Note in the code above how we’ve used the c() function inside the rep() function. Nesting functions allows us to build quite complex commands within a single line of code and is a very common practice when using R. However, care needs to be taken as too many nested functions can make your code quite difficult for others to understand (or yourself some time in the future!). We could rewrite the code above to explicitly separate the two different steps to generate our vector. Either approach will give the same result, you just need to use your own judgement as to which is more readable.

in_vec <- c(3, 1, 10, 7)
my_seq7 <- rep(in_vec, each = 3)    # repeats each element of 
                                  # the series 3 times
my_seq7
##  [1]  3  3  3  1  1  1 10 10 10  7  7  7

2.3.1 Pipes. A better way!!!!!

A better way to nest functions is to use what are called pipes. Pipes are a way of passing the output of one function to another function without storing the values in an object in between. You can use two different pipes, one in native R (|>) and another from magittr (%>%) packages.

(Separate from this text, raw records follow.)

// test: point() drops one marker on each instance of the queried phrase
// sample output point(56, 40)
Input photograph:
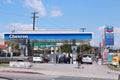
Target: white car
point(38, 58)
point(87, 59)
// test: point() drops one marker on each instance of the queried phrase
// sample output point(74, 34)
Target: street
point(44, 71)
point(18, 76)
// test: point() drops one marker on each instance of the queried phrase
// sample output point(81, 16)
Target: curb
point(28, 72)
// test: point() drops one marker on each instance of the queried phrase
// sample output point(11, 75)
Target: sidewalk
point(95, 71)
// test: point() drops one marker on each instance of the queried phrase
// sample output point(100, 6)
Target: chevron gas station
point(48, 38)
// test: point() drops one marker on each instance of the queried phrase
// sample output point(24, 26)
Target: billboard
point(109, 36)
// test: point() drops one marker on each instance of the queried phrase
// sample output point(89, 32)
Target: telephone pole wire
point(34, 17)
point(82, 29)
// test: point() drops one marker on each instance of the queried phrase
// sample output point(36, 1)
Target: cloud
point(55, 12)
point(36, 5)
point(20, 26)
point(8, 1)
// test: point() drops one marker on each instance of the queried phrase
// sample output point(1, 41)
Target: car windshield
point(59, 39)
point(86, 56)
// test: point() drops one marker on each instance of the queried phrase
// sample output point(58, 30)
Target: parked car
point(62, 58)
point(86, 58)
point(46, 59)
point(38, 58)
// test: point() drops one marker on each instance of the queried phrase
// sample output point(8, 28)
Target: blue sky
point(62, 14)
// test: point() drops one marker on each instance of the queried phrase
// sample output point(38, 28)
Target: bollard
point(119, 77)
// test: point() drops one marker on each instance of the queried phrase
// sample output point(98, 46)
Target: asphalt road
point(60, 72)
point(19, 76)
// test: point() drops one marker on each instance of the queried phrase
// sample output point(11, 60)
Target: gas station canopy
point(49, 35)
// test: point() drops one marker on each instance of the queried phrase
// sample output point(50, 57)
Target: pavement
point(86, 70)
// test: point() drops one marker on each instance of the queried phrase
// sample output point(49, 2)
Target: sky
point(93, 15)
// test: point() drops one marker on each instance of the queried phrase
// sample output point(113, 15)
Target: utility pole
point(34, 17)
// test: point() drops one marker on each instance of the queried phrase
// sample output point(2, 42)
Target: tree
point(66, 48)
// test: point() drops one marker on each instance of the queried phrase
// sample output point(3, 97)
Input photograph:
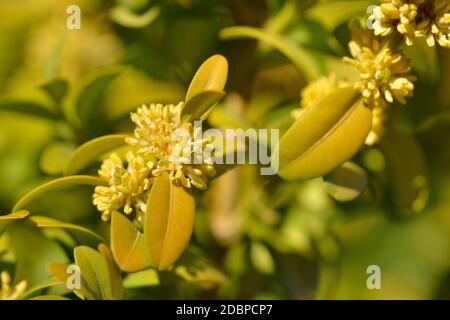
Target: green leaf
point(301, 58)
point(346, 183)
point(49, 297)
point(125, 17)
point(261, 258)
point(58, 183)
point(128, 245)
point(211, 76)
point(333, 13)
point(145, 278)
point(115, 278)
point(28, 108)
point(324, 136)
point(89, 152)
point(6, 219)
point(200, 104)
point(54, 157)
point(94, 272)
point(406, 166)
point(169, 221)
point(84, 106)
point(56, 89)
point(46, 222)
point(33, 251)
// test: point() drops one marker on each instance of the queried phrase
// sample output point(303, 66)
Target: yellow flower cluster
point(11, 293)
point(413, 19)
point(162, 143)
point(384, 75)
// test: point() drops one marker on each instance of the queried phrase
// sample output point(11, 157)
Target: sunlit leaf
point(261, 258)
point(406, 166)
point(54, 157)
point(128, 244)
point(46, 222)
point(168, 222)
point(49, 297)
point(115, 279)
point(126, 17)
point(6, 219)
point(201, 103)
point(56, 89)
point(91, 151)
point(302, 59)
point(145, 278)
point(33, 251)
point(346, 182)
point(28, 108)
point(94, 272)
point(58, 183)
point(211, 76)
point(325, 135)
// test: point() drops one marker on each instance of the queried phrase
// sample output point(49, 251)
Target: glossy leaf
point(46, 222)
point(91, 151)
point(94, 272)
point(33, 252)
point(145, 278)
point(346, 183)
point(200, 104)
point(58, 183)
point(127, 18)
point(6, 219)
point(115, 279)
point(324, 136)
point(300, 57)
point(169, 221)
point(211, 76)
point(406, 166)
point(261, 258)
point(28, 108)
point(128, 245)
point(56, 89)
point(54, 157)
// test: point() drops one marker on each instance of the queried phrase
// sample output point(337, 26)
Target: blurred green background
point(267, 238)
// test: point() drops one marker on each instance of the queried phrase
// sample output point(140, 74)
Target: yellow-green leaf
point(325, 135)
point(58, 183)
point(261, 258)
point(46, 222)
point(113, 271)
point(406, 167)
point(169, 221)
point(301, 58)
point(346, 183)
point(200, 104)
point(91, 151)
point(94, 272)
point(128, 245)
point(54, 157)
point(211, 76)
point(6, 219)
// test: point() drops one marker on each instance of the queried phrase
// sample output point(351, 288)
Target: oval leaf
point(346, 183)
point(406, 166)
point(168, 222)
point(128, 245)
point(61, 182)
point(324, 136)
point(28, 108)
point(90, 151)
point(200, 104)
point(94, 272)
point(46, 222)
point(211, 76)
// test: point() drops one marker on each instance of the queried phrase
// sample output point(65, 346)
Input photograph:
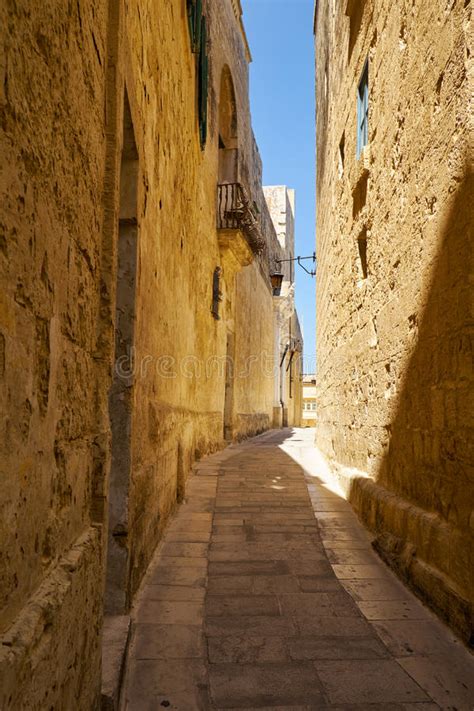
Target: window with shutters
point(198, 35)
point(203, 79)
point(363, 110)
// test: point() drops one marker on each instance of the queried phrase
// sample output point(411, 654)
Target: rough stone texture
point(52, 79)
point(108, 246)
point(395, 351)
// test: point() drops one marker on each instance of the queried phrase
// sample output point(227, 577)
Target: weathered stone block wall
point(52, 64)
point(100, 159)
point(394, 325)
point(179, 399)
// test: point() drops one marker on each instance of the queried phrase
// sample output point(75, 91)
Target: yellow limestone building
point(394, 83)
point(136, 309)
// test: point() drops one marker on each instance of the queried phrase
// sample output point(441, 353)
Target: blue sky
point(280, 35)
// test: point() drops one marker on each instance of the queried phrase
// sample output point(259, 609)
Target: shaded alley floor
point(265, 593)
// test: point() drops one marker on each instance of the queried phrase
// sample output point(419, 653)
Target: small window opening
point(362, 245)
point(363, 110)
point(216, 292)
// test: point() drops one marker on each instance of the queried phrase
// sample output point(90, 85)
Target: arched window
point(228, 140)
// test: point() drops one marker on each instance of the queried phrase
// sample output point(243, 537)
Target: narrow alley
point(236, 355)
point(265, 592)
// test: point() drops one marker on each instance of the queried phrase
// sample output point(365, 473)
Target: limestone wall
point(52, 65)
point(108, 248)
point(394, 299)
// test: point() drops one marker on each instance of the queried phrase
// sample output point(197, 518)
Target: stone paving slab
point(266, 594)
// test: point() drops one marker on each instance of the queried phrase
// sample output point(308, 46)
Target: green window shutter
point(191, 8)
point(198, 18)
point(203, 84)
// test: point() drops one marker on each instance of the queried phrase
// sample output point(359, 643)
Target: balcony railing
point(235, 212)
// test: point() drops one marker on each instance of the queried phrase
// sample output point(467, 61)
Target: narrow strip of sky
point(280, 34)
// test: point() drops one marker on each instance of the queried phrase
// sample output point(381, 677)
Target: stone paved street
point(265, 593)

my_seq8 <- c(3, 1, 10, 7) |>  # Native R version
                            rep(each = 3)   

my_seq8
##  [1]  3  3  3  1  1  1 10 10 10  7  7  7

library(magrittr)
my_seq9 <- c(3, 1, 10, 7) %>%  # magittr version
                            rep(each = 3)   

all.equal(my_seq8, my_seq9)
## [1] TRUE

You can build long series of these nested functions as you will do in the urban analytics course.

Notice that in both cases the the first argument of the rep function is not specified. That is because the output of the previous step before the pipe is automatically the first argument. This is how you will use it in many situations, however, in more advanced settings you can change the output to be a different agument of a later functions. But that is for a different day!